Жду… Проходит час - дяди нет. Телег наехало видимо-невидимо. Под навесом пахнет навозом, жара, духота. Просто смерть моя! Теленок лежит как околелый: глаза дурацкие, стеклянные, связанные задние ноги вытянуты, бока вздулись.

"Хоть бы околел, анафема!" - думаю я с тоскою, поколачивая его кулаками в бок. А обида, тоска все разрастаются.

Опять жду. Проходит еще час. В злобе, со слезами на глазах я, наконец, вскакиваю с твердым намерением уйти и бросить теленка. В это время показывается дядя. Сзади него мужик тащит новое колесо, мешок мелу, несколько "подвой" (железные прутья для сохи) и еще что-то в кулечке.

Я бросился к дяде:

- Что же это, дядя, ты до сих пор?

- Заговорился с знакомым мещанином, - спокойно ответил дядя, - да вот и опоздал. Нам пора бы теперь в дороге быть. Поскорей запрягать надо.

- Как - запрягать? - едва мог я выговорить. - А я-то?

- У меня дела посерьезней твоих, - отрезал дядя. - Не забивай глупостями мне голову. Я все равно сейчас поеду, а за книгами к Пете мы можем заехать.

Я прикусил губы чуть не до крови и побрел к калитке.
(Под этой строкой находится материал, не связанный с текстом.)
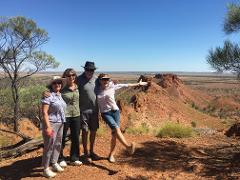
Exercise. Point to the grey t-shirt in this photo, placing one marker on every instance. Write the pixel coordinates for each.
(88, 100)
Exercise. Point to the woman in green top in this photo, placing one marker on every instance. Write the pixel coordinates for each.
(70, 95)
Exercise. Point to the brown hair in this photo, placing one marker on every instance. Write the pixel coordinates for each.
(103, 75)
(68, 71)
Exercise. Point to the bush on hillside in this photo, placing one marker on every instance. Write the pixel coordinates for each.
(142, 129)
(175, 130)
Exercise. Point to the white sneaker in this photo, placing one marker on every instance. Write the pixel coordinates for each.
(63, 164)
(57, 168)
(111, 159)
(76, 163)
(49, 173)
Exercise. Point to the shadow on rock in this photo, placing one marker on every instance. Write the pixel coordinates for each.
(219, 161)
(21, 169)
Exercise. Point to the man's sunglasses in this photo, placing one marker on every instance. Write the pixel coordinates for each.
(105, 79)
(90, 70)
(57, 82)
(71, 75)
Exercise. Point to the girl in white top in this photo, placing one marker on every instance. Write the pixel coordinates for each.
(110, 111)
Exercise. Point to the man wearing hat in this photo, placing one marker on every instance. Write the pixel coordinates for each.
(88, 108)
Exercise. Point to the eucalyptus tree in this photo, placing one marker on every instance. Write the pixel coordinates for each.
(20, 54)
(227, 58)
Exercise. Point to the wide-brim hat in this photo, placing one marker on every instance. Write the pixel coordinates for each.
(90, 65)
(57, 78)
(104, 76)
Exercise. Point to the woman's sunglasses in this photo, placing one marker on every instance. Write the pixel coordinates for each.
(89, 70)
(71, 75)
(57, 82)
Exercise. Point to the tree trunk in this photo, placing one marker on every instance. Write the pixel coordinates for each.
(15, 94)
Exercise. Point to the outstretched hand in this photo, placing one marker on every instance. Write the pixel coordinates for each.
(143, 83)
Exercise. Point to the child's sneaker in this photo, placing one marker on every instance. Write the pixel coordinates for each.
(57, 168)
(49, 173)
(63, 164)
(76, 163)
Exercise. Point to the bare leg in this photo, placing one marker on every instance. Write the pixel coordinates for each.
(121, 138)
(113, 143)
(92, 140)
(84, 141)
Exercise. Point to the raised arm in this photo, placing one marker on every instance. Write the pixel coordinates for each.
(46, 124)
(140, 83)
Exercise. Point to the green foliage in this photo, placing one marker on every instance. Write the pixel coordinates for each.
(227, 58)
(29, 104)
(175, 130)
(142, 129)
(20, 54)
(101, 130)
(3, 141)
(232, 20)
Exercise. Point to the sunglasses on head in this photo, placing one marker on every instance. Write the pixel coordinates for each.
(57, 82)
(71, 75)
(90, 70)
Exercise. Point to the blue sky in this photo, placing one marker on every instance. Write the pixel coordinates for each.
(128, 35)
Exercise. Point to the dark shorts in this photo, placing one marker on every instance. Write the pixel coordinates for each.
(112, 118)
(89, 120)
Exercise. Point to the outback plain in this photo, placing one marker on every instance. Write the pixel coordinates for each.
(184, 124)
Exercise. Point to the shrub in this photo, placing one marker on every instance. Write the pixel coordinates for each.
(175, 130)
(142, 129)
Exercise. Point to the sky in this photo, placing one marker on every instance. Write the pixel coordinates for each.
(128, 35)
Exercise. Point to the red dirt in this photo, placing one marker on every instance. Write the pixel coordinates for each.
(213, 157)
(168, 99)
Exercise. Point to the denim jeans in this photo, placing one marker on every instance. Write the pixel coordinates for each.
(74, 124)
(112, 118)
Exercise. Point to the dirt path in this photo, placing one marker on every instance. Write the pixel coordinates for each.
(215, 157)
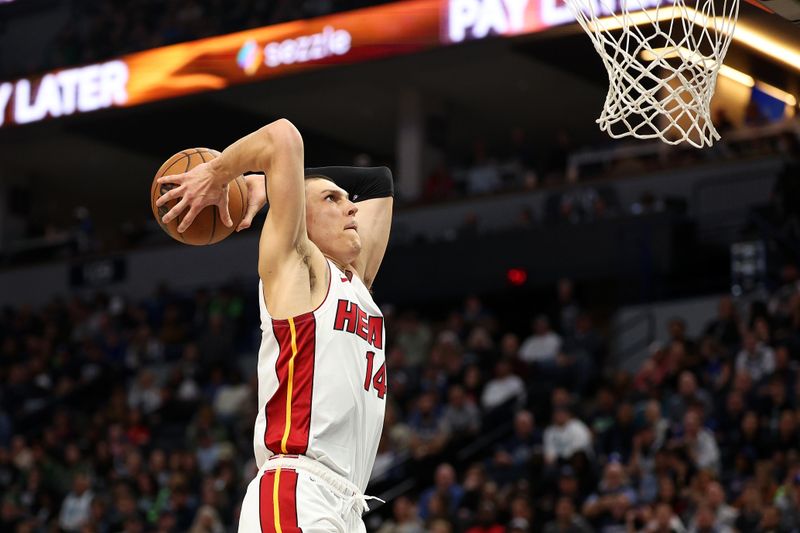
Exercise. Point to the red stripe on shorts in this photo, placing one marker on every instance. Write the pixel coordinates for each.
(287, 502)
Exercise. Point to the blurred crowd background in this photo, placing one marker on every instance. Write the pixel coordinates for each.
(507, 410)
(136, 416)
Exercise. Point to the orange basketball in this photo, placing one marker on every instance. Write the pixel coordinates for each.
(207, 227)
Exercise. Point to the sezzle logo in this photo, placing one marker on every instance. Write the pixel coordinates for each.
(328, 42)
(249, 57)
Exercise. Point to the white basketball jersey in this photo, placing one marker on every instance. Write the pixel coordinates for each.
(322, 381)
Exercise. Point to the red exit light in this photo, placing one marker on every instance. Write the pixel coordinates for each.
(517, 276)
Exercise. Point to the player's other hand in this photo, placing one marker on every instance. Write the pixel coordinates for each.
(195, 190)
(256, 198)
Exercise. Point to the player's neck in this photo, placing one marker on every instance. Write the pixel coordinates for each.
(340, 265)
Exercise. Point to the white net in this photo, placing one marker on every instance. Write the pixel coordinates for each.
(662, 62)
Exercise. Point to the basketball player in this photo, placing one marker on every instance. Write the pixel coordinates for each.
(322, 379)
- Хорошо же! - вскрикнул я в порыве злобы и отчаяния. - Хорошо же! Уйду, непременно уйду! - И, прислонившись к калитке, я заплакал. Поплакав, я несколько успокоился. Я поглядел красными глазами по пыльной улице и вдруг почувствовал, что мне уже нисколько не хочется видеть Сашу. Теперь все равно свидание с нею не могло быть таким светлым моментом. Мне казалось, что в душе у меня не осталось уже ни капли любви.

Я махнул рукой и, хмурясь, влез на телегу. Но, влезая, я подумал, что все-таки не худо бы хотя на минутку поглядеть на Сашу, хоть попросить бы писать мне… Мы тронулись.
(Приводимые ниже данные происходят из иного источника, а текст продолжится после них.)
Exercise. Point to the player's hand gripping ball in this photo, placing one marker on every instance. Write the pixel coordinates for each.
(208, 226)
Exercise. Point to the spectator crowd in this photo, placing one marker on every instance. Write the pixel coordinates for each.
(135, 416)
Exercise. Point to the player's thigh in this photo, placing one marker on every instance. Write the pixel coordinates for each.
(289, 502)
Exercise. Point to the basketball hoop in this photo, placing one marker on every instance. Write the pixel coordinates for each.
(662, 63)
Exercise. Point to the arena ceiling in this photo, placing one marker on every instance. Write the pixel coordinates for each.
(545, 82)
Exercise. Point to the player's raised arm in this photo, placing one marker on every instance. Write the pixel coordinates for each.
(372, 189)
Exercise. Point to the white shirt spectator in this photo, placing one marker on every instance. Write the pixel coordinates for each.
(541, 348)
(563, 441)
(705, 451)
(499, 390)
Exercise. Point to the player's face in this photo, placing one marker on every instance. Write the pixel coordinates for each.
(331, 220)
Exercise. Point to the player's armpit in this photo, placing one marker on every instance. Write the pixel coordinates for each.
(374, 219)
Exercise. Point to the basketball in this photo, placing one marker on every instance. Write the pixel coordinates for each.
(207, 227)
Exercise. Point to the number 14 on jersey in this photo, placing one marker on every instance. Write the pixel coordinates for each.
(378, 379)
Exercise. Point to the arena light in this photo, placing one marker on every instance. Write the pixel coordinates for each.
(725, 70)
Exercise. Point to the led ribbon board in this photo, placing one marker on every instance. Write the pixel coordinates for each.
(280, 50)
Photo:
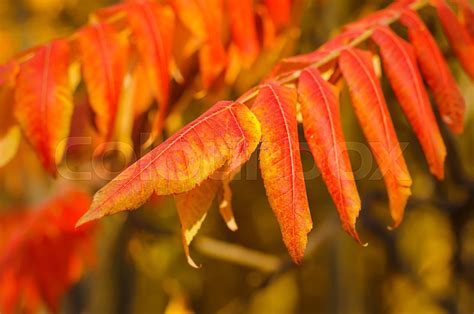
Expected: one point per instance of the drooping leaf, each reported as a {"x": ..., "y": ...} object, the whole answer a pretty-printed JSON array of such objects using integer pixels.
[
  {"x": 280, "y": 12},
  {"x": 467, "y": 15},
  {"x": 192, "y": 209},
  {"x": 153, "y": 25},
  {"x": 43, "y": 101},
  {"x": 9, "y": 130},
  {"x": 399, "y": 63},
  {"x": 458, "y": 36},
  {"x": 212, "y": 55},
  {"x": 280, "y": 163},
  {"x": 224, "y": 197},
  {"x": 42, "y": 254},
  {"x": 323, "y": 132},
  {"x": 244, "y": 33},
  {"x": 225, "y": 135},
  {"x": 448, "y": 97},
  {"x": 374, "y": 118},
  {"x": 104, "y": 57}
]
- Я забегу хоть в женскую гимназию, - начал я, - и скажу Саше, чтобы она передала Пете о грамматике. А он теперь еще в классах.

- Так мы поедем туда, - сказал дядя.

- Да нет, мужская гимназия на другом конце города, далеко.

- Ну все равно, - согласился дядя. Видимо, на него нашел "добрый стих".

Доехав до угла, за которым была женская гимназия, я попросил дядю остановиться и с бьющимся сердцем, одергивая блузу и поправляя воротнички, побежал к гимназии.

В швейцарской я погляделся в зеркало и нашел себя хорошеньким: должно быть, от слез и волнения лицо стало нежного цвета, на щеках играл румянец, глаза светились темным блеском.